Le surplus économique cumulé sur les 36 années étudiées, pour notre échantillon d’exploitations bovin allaitant, provient à 69% des aides et subventions publiques et il est capté à 86% par l’aval des filières, dont 64% par la filière bovine. En bout de chaîne, le consommateur n’a pas bénéficié de la baisse des prix de la viande à la production. De 1980 à 2015, en euros constants, le prix des bovins payés aux producteurs a chuté de 40%, alors que le prix de la viande bovine achetée par les consommateurs (indice des prix à la consommation viande bovine) a augmenté de 20%. Le transfert du gain économique du citoyen (l’Etat) vers l’aval n’a pas forcément bénéficié au consommateur. En fait, les aides PAC perçues par les éleveurs cumulent des aides liées à la production (1e pilier) et au développement rural (2nd pilier : social, économique et environnemental), et il apparaît que la quasi-totalité de ces aides ait été captée par l’aval des filières alimentaires. L’observatoire de la formation des prix et des marges note, dans son dernier rapport (FranceAgriMer, 2016), que le résultat courant avant impôt des entreprises de transformation des filières viande bovine demeure très faible et que la marge nette du rayon boucherie des grandes et moyennes surfaces est négative.

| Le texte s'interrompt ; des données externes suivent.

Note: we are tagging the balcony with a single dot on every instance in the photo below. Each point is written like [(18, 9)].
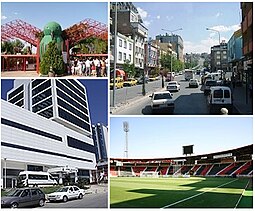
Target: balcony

La baisse des prix à la production des bovins s’est donc diluée au sein de l’aval de la filière parmi un grand nombre d’acteurs, traduisant une transformation de fond des modes de mise en marché, de transformation, de distribution et de consommation des produits alimentaires. De 1995 à 2007, la part de la valeur ajoutée agricole dans la consommation alimentaire passe de 12% à 8%, alors que celle des services passe de 15% à 19% (Boyer et Butault, 2013).

 

CONCLUSION

L’analyse de la répartition des ressources productives du secteur bovin viande charolais au cours des 36 dernières années montre que les clients de la filière ont été les principaux gagnants via les baisses de prix. Le financement de ces baisses de prix a été essentiellement assuré par l’Etat et l’Union européenne via l’ensemble des aides publiques. Les gains de productivité totale des facteurs sont présents mais modérés en tendance et volatiles selon les périodes et plutôt en régression. Les constants gains de productivité du travail des éleveurs masquent l’érosion de la productivité des autres facteurs (foncier, consommations intermédiaires et capital). La baisse du revenu des exploitants indique clairement qu’ils sont perdants dans cette répartition des gains de productivité et notamment depuis 2006. Pour enrayer la chute de la valeur ajoutée créée par l’élevage et améliorer le profit des éleveurs (sans redistribuer leur part à d’autres acteurs), l’enjeu, pour les agriculteurs, est de capter une partie des services prenant de plus en plus de place dans la consommation alimentaire.

 

Références :

Boussemart J.-P., Butault J.-P., Ojo O. (2012). Generation and distribution of productivity gains in French agriculture. Who are the winners and the losers over the last fifty Years? Bulletin USAMV, Horticulture, 69 :2, 55-67.
Boyer P., Butault J.-P. (2013). L’euro alimentaire en France et le partage des valeurs ajoutées. Économie rurale, 342, 45-68.
FranceAgriMer (2016). Observatoire de la formation des prix et des marges des produits alimentaires. Rapport au Parlement 2016, 262 p.
Veysset P., Benoit M., Laignel G., Bébin D., Roulenc M., Lherm M. (2014). Analyse et déterminants de l’évolution des performances d’élevages bovins et ovins allaitants en zones défavorisés de 1990 à 2012. INRA Productions Animales, 27, 49-64.
Veysset P., Lherm M., Roulenc M., Troquier C., Bébin D. (2015). Analyse diachronique de l’efficience technique des systèmes de production bovin viande. Baisse de la productivité des facteurs variables sur 23 ans. Économie rurale, 349-350, 149-169.